The hepatic artery is a critical component of the liver's vascular system, supplying oxygenated blood to this vital organ.
This major blood vessel originates from the celiac trunk and divides into the left and right hepatic arteries, which further branch to provide essential blood flow to the various lobes of the liver.
The hepatic artery plays a crucial role in maintaining liver function and is a key consideration in hepatic research, surgical procedures, and disease processes affecting the liver.
Optimizing research protocols related to the hepatic artery can lead to advancements in our understanding and treatment of a wide range of liver-related conditions.
Researchers may utilize various imaging agents and tools, such as Lipiodol, Progreat, Lipiodol Ultra-Fluide, Magnevist, Pharmorubicin, Allura Xper FD20, Ultravist 370, Carboplatin, and Epirubicin, to study the hepatic artery and its role in liver health.

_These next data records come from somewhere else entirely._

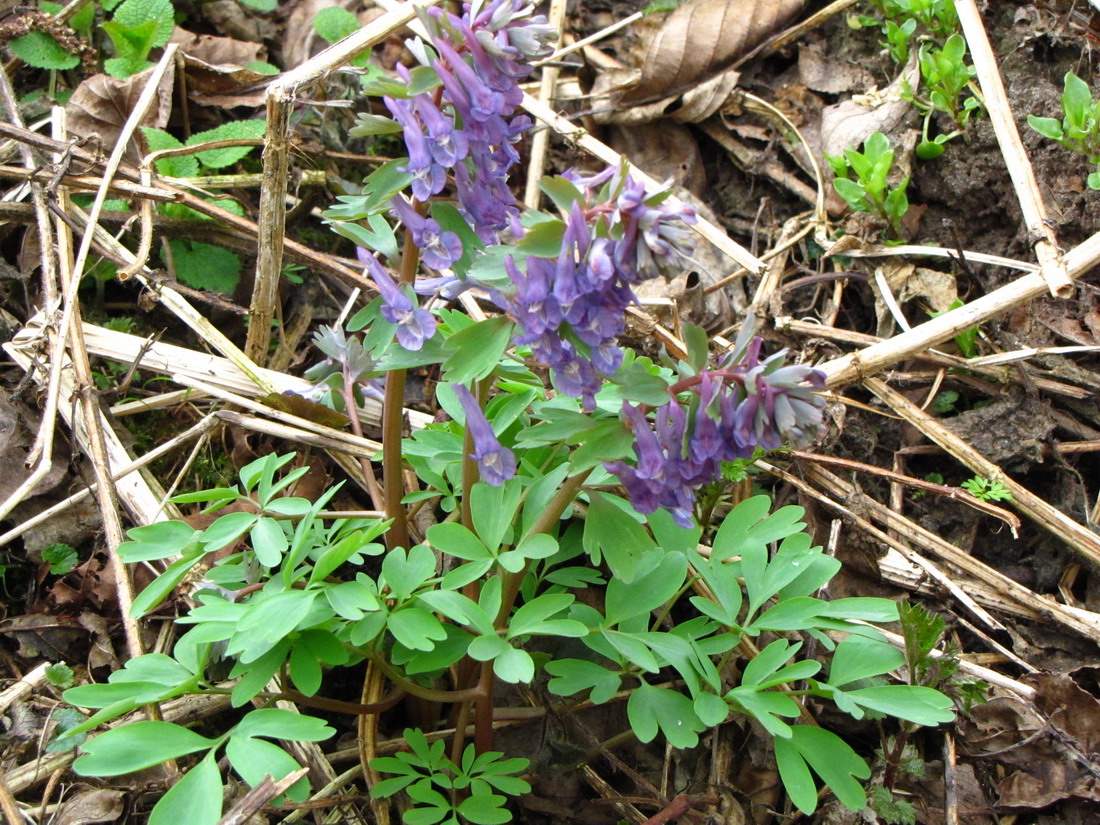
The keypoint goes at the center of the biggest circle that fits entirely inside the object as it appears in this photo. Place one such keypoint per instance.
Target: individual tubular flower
(415, 326)
(571, 308)
(438, 249)
(495, 463)
(741, 405)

Additionally, specialized catheters like the 2.7-F microcatheter may be employed to navigate and interact with this critical blood vessel.

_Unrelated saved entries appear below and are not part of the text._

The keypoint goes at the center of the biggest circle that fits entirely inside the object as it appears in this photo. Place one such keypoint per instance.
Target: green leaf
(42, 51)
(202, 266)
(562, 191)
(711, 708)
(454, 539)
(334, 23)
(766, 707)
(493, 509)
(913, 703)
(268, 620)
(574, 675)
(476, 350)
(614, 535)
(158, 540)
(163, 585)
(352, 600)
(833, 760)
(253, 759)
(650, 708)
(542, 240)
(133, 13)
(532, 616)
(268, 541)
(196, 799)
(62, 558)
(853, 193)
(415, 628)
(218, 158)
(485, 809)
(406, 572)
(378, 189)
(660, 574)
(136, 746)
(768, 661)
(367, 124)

By exploring the latest research protocols and leveraging cutting-edge AI comparisons, researchers can identify the most effective approaches for their hepatic artery studies, ultimately contributing to breakthroughs in liver-related diagnostics, treatments, and patient outcomes.
PubCompare.ai is an AI-driven platform that empowers researchers to optimize their hepatic artery research, drawing from a vast database of protocols from literature, pre-prints, and patents.